His eyes were innocent even of any question. Fischer's forehead was wrinkled, and his brows drawn close together. "I am Nikasti," the other acknowledged "Kato Nikasti. Mr. Van Teyl has just engaged me as his valet." "You can take off the gloves," Fischer told him. "I am Oscar Fischer." "Oscar Fischer," Nikasti repeated. "Yes! ... Burning something when I came in weren't you?
"Until I sail," he decided, "I stay here. It is better so." "You know best, of course," Fischer replied. "Where's Mr. Van Teyl?" "He has gone out with his sister, sir the young lady in the next suite," Nikasti announced. Fischer sighed for a moment. Then he finished his cocktail, drew on his gloves, and turned towards the door. "Well, good night," he said. "Perhaps you are wise to stay here.
"This is living, at any rate," she declared. "First of all I discover that your Japanese servant is a spy " "Nikasti!" Van Teyl interrupted furiously. "Blast him! I knew that there was something wrong about that fellow, Fischer." Fischer frowned. "What's he been up to?" he inquired.

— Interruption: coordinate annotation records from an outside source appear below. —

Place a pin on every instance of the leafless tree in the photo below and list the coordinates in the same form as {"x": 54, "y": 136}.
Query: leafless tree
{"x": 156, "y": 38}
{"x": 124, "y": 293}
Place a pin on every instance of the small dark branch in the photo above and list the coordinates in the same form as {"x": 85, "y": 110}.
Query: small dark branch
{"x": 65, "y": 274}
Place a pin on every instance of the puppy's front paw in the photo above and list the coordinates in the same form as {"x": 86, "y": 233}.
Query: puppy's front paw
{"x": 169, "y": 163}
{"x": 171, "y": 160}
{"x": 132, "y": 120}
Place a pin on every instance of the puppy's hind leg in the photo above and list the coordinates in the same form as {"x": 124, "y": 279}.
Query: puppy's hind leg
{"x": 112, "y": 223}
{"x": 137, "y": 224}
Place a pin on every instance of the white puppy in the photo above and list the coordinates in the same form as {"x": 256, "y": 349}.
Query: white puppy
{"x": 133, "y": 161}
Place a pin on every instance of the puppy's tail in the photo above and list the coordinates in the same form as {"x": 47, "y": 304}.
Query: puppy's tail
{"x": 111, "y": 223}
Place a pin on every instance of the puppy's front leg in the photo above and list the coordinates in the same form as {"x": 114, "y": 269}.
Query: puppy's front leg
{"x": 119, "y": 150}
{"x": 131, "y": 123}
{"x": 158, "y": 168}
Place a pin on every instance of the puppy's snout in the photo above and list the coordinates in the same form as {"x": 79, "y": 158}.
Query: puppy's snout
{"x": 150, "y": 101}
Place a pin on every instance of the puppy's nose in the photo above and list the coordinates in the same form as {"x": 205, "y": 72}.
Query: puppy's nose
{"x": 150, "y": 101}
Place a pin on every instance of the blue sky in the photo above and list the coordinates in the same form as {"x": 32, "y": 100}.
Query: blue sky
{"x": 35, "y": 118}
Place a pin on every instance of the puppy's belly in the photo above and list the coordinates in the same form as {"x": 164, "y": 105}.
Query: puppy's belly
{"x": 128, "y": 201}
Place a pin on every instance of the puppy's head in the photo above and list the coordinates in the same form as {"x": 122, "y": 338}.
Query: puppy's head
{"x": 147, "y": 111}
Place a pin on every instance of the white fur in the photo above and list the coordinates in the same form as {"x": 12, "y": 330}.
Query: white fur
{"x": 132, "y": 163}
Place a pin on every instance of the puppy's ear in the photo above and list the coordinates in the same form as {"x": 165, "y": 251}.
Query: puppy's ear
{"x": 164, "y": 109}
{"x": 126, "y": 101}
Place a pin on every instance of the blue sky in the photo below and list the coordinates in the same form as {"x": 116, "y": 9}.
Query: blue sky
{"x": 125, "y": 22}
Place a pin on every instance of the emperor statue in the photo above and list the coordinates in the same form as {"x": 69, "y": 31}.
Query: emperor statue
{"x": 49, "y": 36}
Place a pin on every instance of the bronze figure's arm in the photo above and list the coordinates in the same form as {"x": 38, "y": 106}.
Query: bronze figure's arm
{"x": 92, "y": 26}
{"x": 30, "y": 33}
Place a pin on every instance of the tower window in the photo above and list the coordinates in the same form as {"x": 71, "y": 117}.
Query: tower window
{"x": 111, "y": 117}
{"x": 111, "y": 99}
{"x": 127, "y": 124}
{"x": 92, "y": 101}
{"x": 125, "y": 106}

I saw him stiffen as he listened. He even uttered a word of remonstrance. Japan in London heard. Japan in your sitting-room here, in ten days' time, knew everything there was to be known." "I didn't bring Nikasti here for this," Fischer insisted. "Perhaps not," Pamela conceded, "but if you're a good American, what are you doing at all with a Japanese secret agent?"
When the last had departed, he turned back to the centre table, from the other side of which Pamela was watching him curiously. "I cannot imagine," she remarked, "how I could have made such a mistake about the door. I tried it twice or three times and it certainly seemed to me to be locked." Nikasti moved a step nearer towards her. Something of the servility of his manner had gone.
In another moment he came down upon the floor with a crash. Lutchester's grip upon him, a little crueller now, was like a band of steel. "There are many ways of playing this game. It is you who have chosen this one," he said. "It's no use, Nikasti. I know as much of your own science as you do.
The hand which gripped the strangely-shaped little knife was held as though in a vice, and Lutchester's other arm was suddenly thrown around the neck of his assailant, his fingers pressed against his windpipe. "Drop the knife," he ordered. It fell clattering on to the hard floor. Nikasti, however, twisted himself almost free, took a flying leap sideways, and seized his adversary's leg.
Then you shall know how much you can rely upon a country whose diplomacy is bred and born of lies, who cheats at every move of the game, who makes you a deliberate offer here which she never has the least intention of keeping. Have you anything to say to me, Nikasti?" Nikasti raised his eyes for one moment. "I have nothing to say," he replied. "I am the valet of Mr. Fischer and Mr. Van Teyl.
Lutchester," Pamela sighed. "He helped me in London on the night I sailed in fact, he was very useful indeed but why he invented that story about Nikasti, brought a dummy pocketbook into the room and helped us out of all our troubles, unless it was by sheer and brilliant instinct, I cannot imagine." "Let me get on to this," Van Teyl said. "Even the pocketbook was a fake, then?" She nodded.